Winter is coming, which means it’s time to swap out that pumpkin beer for a tasty dark brew. When it’s blistering cold outside this holiday season, you need something that provides a warmth and fullness to combat the chill. Luckily, porters and stouts do just the trick. Keep reading to learn more about these two types of dark beer, as well as their appropriate glassware and food pairings.
The history of porter beer is a bit murky, but it most likely originated in 18th century London. It was popular at that time to mix different styles of beer. Porter is the result of combining brown ale, mild beer, and sour or stale beer. It gets its name from the working-class folks in the shipyards who were fond of the beer.
The dark complexity of porter beer comes from the heavily roasted malts included in the brewing process. Porters offer a moderate, malty taste with notes of coffee, chocolate, toffee, and licorice. They also have little to no hoppiness. If you’re not a fan of IPAs, you may want to give porters a shot.
There are three main types of porters:
- Brown Porter: A brown porter is between a brown ale and a robust porter. It’s usually milder and sweeter with pronounced caramel notes.
- Robust Porter: A robust porter is between a brown porter and a stout. It offers more bitterness and roasted malt flavors than a brown porter, but not as much as a stout.
- Baltic Porter: Similar to an imperial stout, a Baltic porter is sweet, high in alcohol and very robust.
Here are some porters to try this holiday:
- Maui Coconut Porter
- Sierra Nevada Porter
- Founders Porter
- Anchor Brewing Porter
- Drake’s Black Robusto Porter
- Caldera Coconut Porter
Similar to porters, stouts have an unclear history. However, many believe it originated in Ireland. After all, the most popular stout in the world is Guinness. A stout is a stronger version of a porter and is often referred to as “stout porter.” Both stouts and porters have evolved over the years. For instance, there are porters, particularly Baltic porters. that are stronger than stouts, blurring the line between these two types of dark beer even more.
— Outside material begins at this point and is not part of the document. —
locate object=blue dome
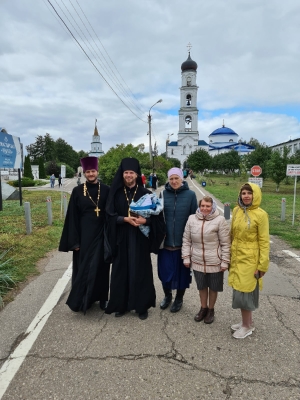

The type of malt used during the brewing process is the most distinct difference between porters and stouts. Most stouts are made with unmalted roasted barley. This gives stouts their strong, charred flavor reminiscent of coffee, bitter chocolate, and caramel. Compared to porters, stouts generally have a fuller body, drier finish, and less sweetness.
There are multiple types of stouts available:
- Irish Stout: This type of stout is generally dry, meaning there’s little to no sweetness. Irish stouts tend to be light, silky and not as hoppy.
- Oatmeal Stout: As the name suggests, oats are added to the mash during the brewing process. This lends a silkier, sweeter flavor similar to milk chocolate.
- Imperial Stout: An imperial stout is what you want if you’re looking for the driest, heaviest stout available. Along with its high ABV and heavily roasted flavors, imperial stouts also provide subtle fruit notes.
- Milk Stout: If your palate leans more toward the sweet side, a milk stout is what you want. Milk stouts contain more unfermented sugars, giving these beers a rich, dessert-like flavor.
Try these popular stout beers:
- North Coast Rasputin Imperial Stout
- High Water Campfire Stout
- New Holland Dragon’s Milk White Stout
- Deschutes Obsidian Stout
- Anderson Vly Barney Flats Oatmeal Stout
- High Water Campfire Stout
Pairings and Glassware
Porters pair well with barbecue, sausage, and other roasted or smoked foods. For sweet stouts, aged cheddar or spicy foods like Szechuan dishes work well. Chocolate is an excellent pairing for both porters and stouts.
For glassware, a traditional pint glass works just fine. Another popular choice is a snifter glass. Its wide bowl and tapered mouth perfectly capture and enhance the beer’s aromas and flavors.